7 Desenvolvendo este último ponto, como é possível ignorar um partido que pode chegar perto de 1 milhão de votos? Como é possível conseguir sequer pensar que é possível ignorar o Chega, um partido que, no mínimo, se arrisca a quase duplicar os seus votos e a mais do que duplicar o seu número de deputados?
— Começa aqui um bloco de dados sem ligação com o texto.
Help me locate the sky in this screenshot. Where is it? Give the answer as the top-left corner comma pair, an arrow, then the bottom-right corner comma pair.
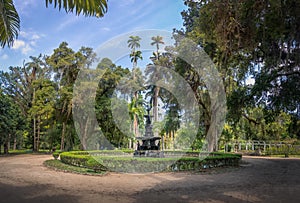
0,0 -> 187,71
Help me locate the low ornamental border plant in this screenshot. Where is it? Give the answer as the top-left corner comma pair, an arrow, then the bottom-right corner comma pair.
59,151 -> 242,173
52,152 -> 60,160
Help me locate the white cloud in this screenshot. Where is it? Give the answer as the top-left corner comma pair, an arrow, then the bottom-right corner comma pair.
102,27 -> 111,31
11,31 -> 44,55
32,34 -> 41,40
12,39 -> 33,55
14,0 -> 38,16
1,54 -> 9,60
20,31 -> 28,38
21,44 -> 33,54
12,40 -> 26,50
120,0 -> 136,6
20,31 -> 44,41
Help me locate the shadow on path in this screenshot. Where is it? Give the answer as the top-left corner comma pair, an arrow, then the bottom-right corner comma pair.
0,182 -> 79,203
132,158 -> 300,203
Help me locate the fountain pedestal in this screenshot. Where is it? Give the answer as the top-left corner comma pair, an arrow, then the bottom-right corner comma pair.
133,108 -> 163,157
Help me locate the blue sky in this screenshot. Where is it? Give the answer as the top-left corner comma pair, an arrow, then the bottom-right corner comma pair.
0,0 -> 186,71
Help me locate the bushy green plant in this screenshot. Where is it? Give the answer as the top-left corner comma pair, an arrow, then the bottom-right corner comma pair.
86,158 -> 107,172
58,151 -> 242,173
52,152 -> 60,160
266,145 -> 300,156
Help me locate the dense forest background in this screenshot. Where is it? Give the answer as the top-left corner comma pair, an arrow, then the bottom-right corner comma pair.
0,0 -> 299,154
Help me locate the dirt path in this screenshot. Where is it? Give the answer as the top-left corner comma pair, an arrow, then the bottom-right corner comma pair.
0,154 -> 300,203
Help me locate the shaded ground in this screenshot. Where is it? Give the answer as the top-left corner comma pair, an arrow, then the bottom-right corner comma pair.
0,154 -> 300,203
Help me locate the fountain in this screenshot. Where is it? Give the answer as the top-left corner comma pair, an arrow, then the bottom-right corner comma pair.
134,107 -> 164,157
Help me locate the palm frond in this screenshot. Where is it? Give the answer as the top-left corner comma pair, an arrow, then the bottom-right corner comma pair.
45,0 -> 107,17
0,0 -> 20,48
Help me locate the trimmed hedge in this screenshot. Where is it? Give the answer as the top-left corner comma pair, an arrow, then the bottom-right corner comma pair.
266,145 -> 300,156
59,151 -> 242,173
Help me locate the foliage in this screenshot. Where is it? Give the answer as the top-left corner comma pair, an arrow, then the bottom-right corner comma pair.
45,0 -> 107,17
52,152 -> 60,160
44,159 -> 106,175
2,0 -> 300,152
179,0 -> 300,149
266,145 -> 300,156
95,58 -> 131,148
59,150 -> 241,173
0,89 -> 25,154
0,0 -> 107,48
0,0 -> 20,47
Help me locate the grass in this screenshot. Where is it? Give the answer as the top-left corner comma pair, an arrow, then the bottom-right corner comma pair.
44,159 -> 106,176
267,154 -> 300,158
0,149 -> 33,155
0,149 -> 54,156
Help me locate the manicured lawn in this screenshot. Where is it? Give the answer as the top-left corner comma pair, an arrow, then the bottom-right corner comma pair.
44,159 -> 106,175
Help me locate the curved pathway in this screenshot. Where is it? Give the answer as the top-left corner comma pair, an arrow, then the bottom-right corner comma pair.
0,154 -> 300,203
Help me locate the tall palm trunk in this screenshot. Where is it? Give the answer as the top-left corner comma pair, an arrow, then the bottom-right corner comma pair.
133,91 -> 139,137
153,44 -> 160,123
153,86 -> 160,122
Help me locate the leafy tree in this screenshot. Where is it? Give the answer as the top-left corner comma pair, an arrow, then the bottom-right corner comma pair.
29,79 -> 56,151
179,0 -> 300,150
47,42 -> 98,150
0,89 -> 24,154
95,58 -> 131,148
127,36 -> 144,144
0,55 -> 50,151
150,36 -> 165,123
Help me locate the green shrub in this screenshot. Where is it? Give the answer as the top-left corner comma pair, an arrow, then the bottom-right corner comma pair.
52,152 -> 60,160
266,145 -> 300,156
86,158 -> 107,172
60,152 -> 91,167
58,151 -> 241,173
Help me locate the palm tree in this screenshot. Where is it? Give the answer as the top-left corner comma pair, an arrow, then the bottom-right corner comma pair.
151,35 -> 164,61
127,36 -> 142,53
0,0 -> 20,47
128,94 -> 145,138
0,0 -> 107,48
130,50 -> 143,68
150,36 -> 164,123
127,36 -> 143,148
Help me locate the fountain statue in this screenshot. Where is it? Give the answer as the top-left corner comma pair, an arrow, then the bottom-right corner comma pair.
134,106 -> 163,157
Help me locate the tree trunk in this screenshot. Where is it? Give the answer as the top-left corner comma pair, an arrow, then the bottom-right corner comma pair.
8,134 -> 11,151
81,116 -> 90,150
33,117 -> 37,152
4,141 -> 8,154
13,137 -> 17,150
133,114 -> 138,136
61,121 -> 66,151
153,87 -> 160,122
205,123 -> 213,152
129,139 -> 132,149
37,117 -> 41,151
133,91 -> 139,137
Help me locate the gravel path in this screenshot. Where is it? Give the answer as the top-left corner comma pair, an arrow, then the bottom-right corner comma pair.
0,154 -> 300,203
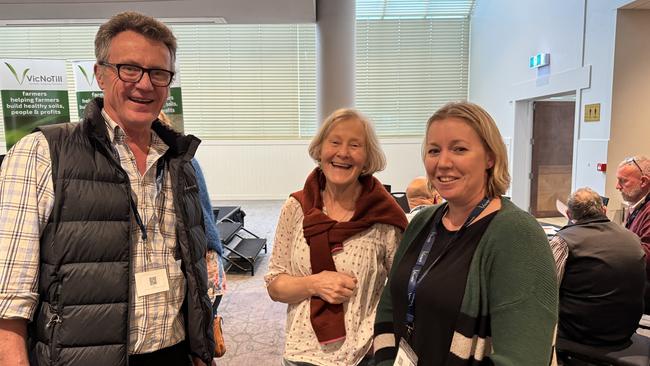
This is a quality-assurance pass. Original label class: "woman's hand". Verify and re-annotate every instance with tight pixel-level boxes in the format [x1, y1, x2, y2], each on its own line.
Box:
[267, 271, 357, 304]
[310, 270, 357, 304]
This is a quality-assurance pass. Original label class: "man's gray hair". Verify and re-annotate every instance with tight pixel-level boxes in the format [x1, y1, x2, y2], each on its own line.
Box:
[567, 187, 604, 221]
[619, 155, 650, 176]
[95, 11, 177, 66]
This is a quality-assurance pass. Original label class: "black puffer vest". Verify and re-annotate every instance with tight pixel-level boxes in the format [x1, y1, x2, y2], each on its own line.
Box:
[28, 98, 214, 366]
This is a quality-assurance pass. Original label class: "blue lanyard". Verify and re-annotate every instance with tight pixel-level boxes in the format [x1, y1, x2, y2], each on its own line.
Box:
[404, 197, 491, 339]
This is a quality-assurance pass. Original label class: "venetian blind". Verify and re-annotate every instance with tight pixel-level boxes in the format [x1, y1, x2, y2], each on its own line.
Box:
[172, 24, 316, 139]
[356, 0, 474, 136]
[0, 23, 316, 143]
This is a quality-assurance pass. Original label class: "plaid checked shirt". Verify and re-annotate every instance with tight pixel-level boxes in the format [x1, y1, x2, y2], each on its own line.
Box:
[0, 110, 187, 354]
[549, 234, 568, 282]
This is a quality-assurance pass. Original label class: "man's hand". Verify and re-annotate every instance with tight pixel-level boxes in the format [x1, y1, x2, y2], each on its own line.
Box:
[0, 319, 29, 366]
[310, 270, 357, 304]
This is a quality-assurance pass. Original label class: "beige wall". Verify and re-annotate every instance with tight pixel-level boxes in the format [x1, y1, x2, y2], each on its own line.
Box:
[607, 9, 650, 221]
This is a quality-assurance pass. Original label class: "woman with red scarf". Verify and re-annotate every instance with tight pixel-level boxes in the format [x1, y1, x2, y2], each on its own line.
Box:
[265, 108, 407, 366]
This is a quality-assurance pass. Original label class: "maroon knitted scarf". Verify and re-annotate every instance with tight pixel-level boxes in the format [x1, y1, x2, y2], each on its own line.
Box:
[291, 168, 407, 344]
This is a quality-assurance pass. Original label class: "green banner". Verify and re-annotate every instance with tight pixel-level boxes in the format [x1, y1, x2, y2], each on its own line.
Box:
[2, 89, 70, 149]
[76, 90, 104, 118]
[164, 87, 183, 115]
[162, 87, 184, 132]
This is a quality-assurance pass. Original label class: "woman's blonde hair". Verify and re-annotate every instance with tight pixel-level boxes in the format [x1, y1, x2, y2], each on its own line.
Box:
[424, 101, 510, 198]
[158, 111, 173, 127]
[308, 108, 386, 176]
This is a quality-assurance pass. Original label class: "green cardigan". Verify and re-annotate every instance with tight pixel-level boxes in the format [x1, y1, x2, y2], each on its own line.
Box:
[374, 198, 558, 365]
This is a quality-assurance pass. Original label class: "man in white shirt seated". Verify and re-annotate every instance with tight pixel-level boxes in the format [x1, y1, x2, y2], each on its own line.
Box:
[405, 176, 440, 221]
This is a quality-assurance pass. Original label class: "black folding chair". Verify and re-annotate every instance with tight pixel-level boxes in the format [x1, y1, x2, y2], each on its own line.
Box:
[390, 192, 410, 213]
Os estudos de opinião que têm resultados do perfil do eleitor de cada partido revelam que o Chega é um partido com as seguintes características:

  • é intergeracional — ou seja, têm uma presença em todas as faixas etárias, tendo subido muito junto dos primeiros eleitores;
  • é interclassista — tem eleitores em todas as classes sociais, tanto os mais pobres, como os mais ricos;
  • É interegional — deve eleger em quase todos os círculos eleitorais, o que deve revelar que já não é apenas um partido a sul do Mondego;
  • e é interideológico — ganha eleitores a todos os partidos, desde o PCP até à IL.

É por tudo isto que a AD, e bem, tem feito nos últimos dias — e vai intensificar até 6.ª feira — apelos sucessivos ao voto útil à direita para roubar o máximo possível de votos ao Chega. Luís Montenegro ignora André Ventura mas fala diretamente para os seus eleitores.

Por outro lado, a AD está a tentar também conquistar parte do eleitorado flutuante que votou PS em 2022 — e deu a maioria absoluta a António Costa — e, segundo algumas sondagens internas dos partidos, se terá transferido para o Chega.

A lógica é simples: quanto mais baixo for o voto do Chega, melhor será o resultado da AD e mais provável será que a cara da mudança seja Luís Montenegro.

O que não significa que a AD tenha de ignorar o Chega no pós-10 de março. Com toda a certeza que não contará com Ventura para o Governo mas pode ter entendimento parlamentar em matérias específicas, como defendi aqui na semana passada.

Veremos o que os portugueses vão decidir no próximo domingo — numas eleições que se querem competitivas, transparentes, justas e muito participadas.